Michel de Montaigne, qui vécut l’époque « barbare » des guerres de religion de la fin du XVIe siècle, exprime fort bien le premier sentiment, lorsqu’il écrit dans ses Essais : « Chacun appelle barbarie ce qui n’est pas de son usage. »[1]

Au fil de l’histoire, le terme a revêtu différentes acceptions.

Sommaire

Étymologie

À l’origine, le terme barbare — emprunté en 1308 au latin barbarus, lui-même issu du grec ancien βάρϐαρος bárbaros (« étranger ») — était un mot utilisé par les anciens Grecs pour désigner d’autres peuples n’appartenant pas à leur civilisation, dont ils ne parvenaient pas à comprendre la langue. Bárbaros n’a à l’origine, aucune nuance péjorative, il signifie simplement « non grec » ou plus largement toute personne dont les Grecs ne comprennent pas la langue, quelqu’un qui s’exprime par onomatopées : « bar-bar ».

Apparition du concept dans l’Antiquité

Claude Yvon, dans l’article « Barbare (philosophie) » de l’Encyclopédie de Diderot et d’Alembert, fait remarquer que « c’est le nom que les Grecs donnaient par mépris à toutes les nations qui ne parlaient pas leur langue, ou du moins qui ne la parlaient pas aussi bien qu’eux, pour marquer l’extrême opposition qui se trouvait entre eux et les autres nations qui ne s’étaient point dépouillées de la rudesse des premiers siècles ». Il s’agissait donc au départ d’un simple critère linguistique permettant de distinguer les individus dont le langage leur apparaissait comme un babil inintelligible (« ba ba ba »), une sorte d’onomatopée, comparable au bla-bla en français, évoquant le bredouillement.

Était donc barbare celui qui au lieu de parler grec — de posséder le logos — faisait du bruit avec sa bouche. Le terme ne désignait donc pas des peuples moins « civilisés », puisqu'il était utilisé pour les Perses et les Égyptiens par exemple. En revanche, les peuples celtiques, germaniques, slaves ou encore asiatiques étaient considérés comme des barbares rustres et peu, voire pas du tout, civilisés.
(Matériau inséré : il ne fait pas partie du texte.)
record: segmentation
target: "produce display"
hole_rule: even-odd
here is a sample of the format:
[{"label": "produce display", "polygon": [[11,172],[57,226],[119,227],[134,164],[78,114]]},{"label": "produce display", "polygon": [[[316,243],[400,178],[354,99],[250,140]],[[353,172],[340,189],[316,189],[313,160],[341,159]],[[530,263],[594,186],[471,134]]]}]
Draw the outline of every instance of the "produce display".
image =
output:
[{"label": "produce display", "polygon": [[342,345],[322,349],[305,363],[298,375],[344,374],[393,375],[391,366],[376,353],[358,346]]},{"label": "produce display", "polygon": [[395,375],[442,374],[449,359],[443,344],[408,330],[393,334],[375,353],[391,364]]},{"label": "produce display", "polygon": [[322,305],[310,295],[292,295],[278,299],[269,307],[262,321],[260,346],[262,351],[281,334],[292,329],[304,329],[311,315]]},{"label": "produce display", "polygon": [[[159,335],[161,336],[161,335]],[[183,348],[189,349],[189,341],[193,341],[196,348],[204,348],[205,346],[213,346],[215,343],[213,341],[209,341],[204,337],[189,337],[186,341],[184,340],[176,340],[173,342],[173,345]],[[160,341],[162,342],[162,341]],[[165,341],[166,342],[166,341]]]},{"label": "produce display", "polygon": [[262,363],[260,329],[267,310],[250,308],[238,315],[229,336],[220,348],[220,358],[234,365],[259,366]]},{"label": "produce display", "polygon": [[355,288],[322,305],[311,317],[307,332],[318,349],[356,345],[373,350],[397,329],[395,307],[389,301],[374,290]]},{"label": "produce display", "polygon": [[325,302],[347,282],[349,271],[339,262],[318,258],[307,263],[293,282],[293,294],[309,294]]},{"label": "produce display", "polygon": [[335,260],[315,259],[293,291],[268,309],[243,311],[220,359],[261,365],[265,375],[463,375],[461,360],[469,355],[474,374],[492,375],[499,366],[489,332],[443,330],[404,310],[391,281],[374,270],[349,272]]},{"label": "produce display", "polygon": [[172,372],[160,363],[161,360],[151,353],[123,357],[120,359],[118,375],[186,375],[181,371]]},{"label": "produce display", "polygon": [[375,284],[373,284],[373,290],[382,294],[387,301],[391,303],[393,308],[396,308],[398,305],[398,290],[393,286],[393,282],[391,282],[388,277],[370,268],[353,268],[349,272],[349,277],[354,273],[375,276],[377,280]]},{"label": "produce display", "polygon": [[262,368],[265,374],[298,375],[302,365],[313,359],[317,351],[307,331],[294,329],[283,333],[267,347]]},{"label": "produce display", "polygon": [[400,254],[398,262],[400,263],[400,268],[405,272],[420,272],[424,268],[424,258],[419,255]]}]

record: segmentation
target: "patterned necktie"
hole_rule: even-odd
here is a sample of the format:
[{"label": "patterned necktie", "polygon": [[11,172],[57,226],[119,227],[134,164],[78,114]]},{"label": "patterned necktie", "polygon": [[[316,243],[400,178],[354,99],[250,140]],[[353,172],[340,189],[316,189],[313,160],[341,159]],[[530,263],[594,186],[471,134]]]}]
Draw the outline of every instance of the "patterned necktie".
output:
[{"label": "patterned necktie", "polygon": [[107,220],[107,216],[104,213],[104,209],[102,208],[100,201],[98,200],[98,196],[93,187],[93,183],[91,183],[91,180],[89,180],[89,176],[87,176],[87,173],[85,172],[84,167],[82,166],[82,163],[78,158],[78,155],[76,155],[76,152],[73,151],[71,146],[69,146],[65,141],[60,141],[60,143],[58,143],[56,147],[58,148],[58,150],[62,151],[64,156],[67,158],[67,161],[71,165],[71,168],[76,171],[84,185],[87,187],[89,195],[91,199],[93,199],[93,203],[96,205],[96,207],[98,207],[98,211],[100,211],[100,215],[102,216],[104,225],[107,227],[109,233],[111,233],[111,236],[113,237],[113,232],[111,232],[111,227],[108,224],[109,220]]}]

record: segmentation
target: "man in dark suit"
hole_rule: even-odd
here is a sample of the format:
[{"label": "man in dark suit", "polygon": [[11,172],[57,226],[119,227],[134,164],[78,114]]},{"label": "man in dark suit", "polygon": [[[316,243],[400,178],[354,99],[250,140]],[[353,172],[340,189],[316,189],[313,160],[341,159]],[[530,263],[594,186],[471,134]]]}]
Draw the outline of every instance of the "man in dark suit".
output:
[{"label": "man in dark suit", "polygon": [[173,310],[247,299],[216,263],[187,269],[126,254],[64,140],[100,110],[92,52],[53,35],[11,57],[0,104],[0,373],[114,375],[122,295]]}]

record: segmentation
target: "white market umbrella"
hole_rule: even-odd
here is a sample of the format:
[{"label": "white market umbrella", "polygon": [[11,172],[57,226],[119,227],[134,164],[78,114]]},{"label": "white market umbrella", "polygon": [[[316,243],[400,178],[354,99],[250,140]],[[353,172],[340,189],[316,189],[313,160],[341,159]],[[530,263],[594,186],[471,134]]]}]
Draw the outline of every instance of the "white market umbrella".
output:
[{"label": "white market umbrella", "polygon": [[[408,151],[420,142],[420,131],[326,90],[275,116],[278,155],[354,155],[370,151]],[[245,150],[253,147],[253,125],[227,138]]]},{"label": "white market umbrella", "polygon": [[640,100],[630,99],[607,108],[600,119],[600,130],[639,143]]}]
Par extension, cette différence linguistique donnera une vision négative, méprisante, de l’autre, de l’étranger, qui se retrouvera dans la définition transmise par les Grecs au monde romain. Après la conquête de la Grèce, les Romains adoptèrent le terme grec et l’utilisèrent pour désigner les peuples qui entouraient leur propre monde. Était donc qualifié de barbare à Rome celui qui n’appartenait pas à la sphère culturelle gréco-romaine, quel que fût son niveau de civilisation. Ainsi, les premiers chrétiens furent qualifiés de barbares par les Grecs et les Romains[réf. nécessaire]. Ces derniers considéraient, par ailleurs, les Huns comme des « animaux à deux pieds », selon la description qu’en fit l’historien Ammien Marcellin, qui décrit leur arrivée en Europe, comme une « tornade dégringolant des montagnes »[2].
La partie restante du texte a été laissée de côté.